I've just left my job as an analyst at a major multistrategy hedge fund. I won't be looking for another one. After seven years in the industry, I have decided to do something else instead.
Working as an analyst for a major hedge fund is a forsaken profession. The job is very hard. Things can often go wrong and when they go right you get none of the praise.
As an analyst, your role is to bring investment ideas to the portfolio manager (PM). This means that the analysts do a lot of the work, but the portfolio managers often take all the glory.
It's worse at some funds than others, and at the fund I've just left - one of the biggest - the situation is particularly bad.
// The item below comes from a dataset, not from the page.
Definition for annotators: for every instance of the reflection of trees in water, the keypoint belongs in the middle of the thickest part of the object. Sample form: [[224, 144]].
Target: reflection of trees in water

I wasn't working in the same office as the portfolio manager in my pod; we had multiple analysts in the team, and he was able to play us off against each other and to make it seem that our ideas were his own.
It's not always like this. The first portfolio manager I worked with was fair and would partner with the analysts. When I had ideas, he would discuss them with me and help fill in the gaps. When he profited from my ideas, he would share the PnL.
However, when you get a bad portfolio manager as an analyst, he or she will simply take the bulk of the money made from your ideas himself. At many of the big funds, the PMs have the freedom to pay analysts what they want. Last year, my portfolio manager paid me terribly after I worked 80-hour weeks all year. It's just not worth it.
There needs to be much more clarity around analyst pay. The PMs are making all the money, but some of them don't do much more than enter the trades. This is why a lot of analysts either try to become portfolio managers themselves or simply quit. I am quitting.